Brasser avec du houblon frais : est-ce vraiment si simple ?
Alice Leroy - 04/09/2024 - Actualisé le 22/08/2026
À première vue, brasser une bière avec du houblon fraîchement récolté paraît plutôt simple : on attend que les cônes soient prêts, on les cueille et, au lieu de sortir un sachet de pellets du congélateur, on les ajoute directement dans la cuve.
C’est en tout cas plus ou moins comme ça que je l’imaginais quand, à la fin de l’été 2024, j’ai commencé à préparer ma première bière de récolte. Jusqu'à ce que je commence à creuser le sujet.
Combien faut-il en utiliser puisque les cônes sont encore remplis d’eau ? Comment calculer l’amertume si on ne connaît pas leurs acides alpha ? À quel moment les ajouter ? Combien de temps peut-on les conserver après la récolte ? Et surtout… comment faire rentrer plusieurs centaines de grammes de cônes dans une cuve déjà bien remplie ?
À l'époque, j’avais fini par préparer toute une recette autour de ces recherches. Recette que, finalement, je n'ai encore jamais brassée 😅. Deux ans plus tard, à l’approche d’une nouvelle récolte, j’ai donc ressorti mes notes, vérifié et actualisé ce qui devait l’être, avec une question en tête : brasser avec du houblon frais, est-ce vraiment aussi simple que ça en a l’air ? Alors c'est parti, bonne lecture :)
Bière de récolte, fresh hop, wet hop… de quoi parle-t-on exactement ?
Une bière de récolte est une bière brassée avec du houblon utilisé directement après sa récolte, avant de passer par les étapes plus "classiques" pour un houblon (séchage et transformation en cônes secs ou en pellets).
Dans le monde anglophone, on entend principalement parler Harvest Ale, brassée avec du fresh hop ou du wet hop. Dans cet article, quand je parle de houblon frais, je parle donc bien du cône encore chargé de son humidité naturelle, tout juste récolté, qui passe pratiquement du plant à la cuve.
Pourquoi le houblon frais est-il si différent ?

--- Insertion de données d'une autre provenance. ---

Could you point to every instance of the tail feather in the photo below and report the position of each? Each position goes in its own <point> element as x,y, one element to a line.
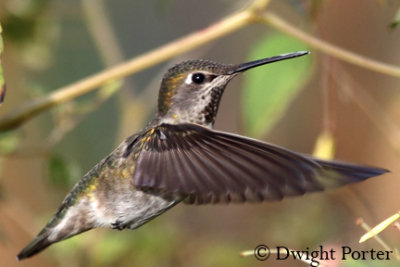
<point>39,243</point>
<point>67,222</point>
<point>341,173</point>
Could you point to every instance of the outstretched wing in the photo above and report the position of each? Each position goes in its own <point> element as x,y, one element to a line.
<point>209,166</point>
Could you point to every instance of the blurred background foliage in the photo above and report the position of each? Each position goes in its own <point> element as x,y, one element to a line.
<point>51,43</point>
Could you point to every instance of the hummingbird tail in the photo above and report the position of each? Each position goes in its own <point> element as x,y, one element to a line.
<point>40,242</point>
<point>67,222</point>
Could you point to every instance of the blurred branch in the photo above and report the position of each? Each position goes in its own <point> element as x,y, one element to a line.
<point>337,52</point>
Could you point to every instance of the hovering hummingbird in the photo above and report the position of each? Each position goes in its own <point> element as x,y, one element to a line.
<point>179,157</point>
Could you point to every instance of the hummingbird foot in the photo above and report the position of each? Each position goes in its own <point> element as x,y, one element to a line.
<point>118,225</point>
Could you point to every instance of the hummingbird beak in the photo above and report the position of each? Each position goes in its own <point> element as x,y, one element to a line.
<point>256,63</point>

Quand on achète du houblon en pellets, celui-ci a déjà été récolté, séché, conditionné puis stocké dans des conditions permettant de préserver au mieux ses propriétés. Tandis que le houblon fraîchement récolté ne subit pas toutes ces étapes. On obtient donc une matière première différente, notamment parce qu’elle contient encore énormément d’eau (autour de 80 % de son poids) et beaucoup plus de matière végétale pour une même quantité de composés issus du houblon.
Son expression aromatique peut également être différente. Les bières de récolte sont souvent recherchées pour un côté plus frais, végétal, herbacé ou résineux que l’on ne retrouve pas forcément de la même manière après séchage et pelletisation. Ça ne veut pas forcément dire que frais = meilleur, mais plutôt que frais = différent. Au-delà d'apporter un profil différent, travailler avec du houblon frais demande aussi certaines adaptations par rapport à du pellet, ce qui peut représenter son lot de défis pour le brasseur.

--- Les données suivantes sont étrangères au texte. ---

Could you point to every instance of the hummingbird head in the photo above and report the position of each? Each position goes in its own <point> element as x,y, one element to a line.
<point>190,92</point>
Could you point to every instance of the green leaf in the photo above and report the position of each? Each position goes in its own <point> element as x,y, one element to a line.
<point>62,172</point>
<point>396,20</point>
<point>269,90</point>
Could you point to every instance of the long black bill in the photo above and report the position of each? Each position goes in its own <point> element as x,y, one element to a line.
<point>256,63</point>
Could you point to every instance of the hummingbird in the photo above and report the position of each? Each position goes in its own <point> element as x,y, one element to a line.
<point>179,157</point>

Défi n°1 : c'est le houblon qui décide
Si certains verront ça comme quelque chose d'excitant et stimulant, pour moi, ne pas pouvoir fixer de date précise me déclenche direct une crise d'angoisse. Pourtant, c'est assez logique : pour une fois, ce n’est pas vraiment nous qui décidons du calendrier.
Et ce, pour plusieurs raisons : un houblon fraîchement cueilli se conserve très mal, dû à sa forte humidité. L'idéal est donc de l’utiliser aussi vite que possible après la récolte (et quand je dis vite, c'est VRAIMENT vite : généralement le jour même ou dans les 24h). Le premier défi est donc de réussir à coordonner la récolte et le brassage.
Si vous cultivez vous-même votre houblon, ça se traduit par surveiller les cônes et être prêt lorsque la plante le sera. Si vous passez par un houblonnier, il faudra plutôt réussir à coordonner votre brassin avec son propre calendrier de récolte.
Si vous ne pouvez finalement pas utiliser les cônes rapidement, mieux vaut prévoir une méthode de conservation adaptée (notamment les sécher correctement) plutôt que de les laisser frais trop longtemps.

Séchage très artisanal de mes cônes de houblon, pour une utilisation ultérieure.
Défi n°2 : utiliser la bonne quantité
Vous voyez votre recette préférée ? Que vous connaissez par coeur, au gramme de houblon près ? Eh bien si vous voulez la faire avec du houblon frais, il faudra l'adapter.
Puisqu’une grande partie du poids du houblon fraîchement récolté est constituée d’eau, on ne peut pas remplacer 100g de pellets par 100g de cônes frais. Comme point de départ, on retrouve généralement une règle d’environ 4 à 6 fois le poids. Donc en gros, un ajout de 100g de pellets devrait se transformer en environ 400 à 600g de houblon fraîchement récolté.
Mais attention quand même à ne pas abuser. Il faut bien garder en tête que plus on ajoute de matière végétale, plus on augmente aussi le risque de développer des notes très vertes, herbacées ou évoquant parfois franchement la chlorophylle. Comme souvent avec le houblon, plus n’est donc pas toujours synonyme de mieux.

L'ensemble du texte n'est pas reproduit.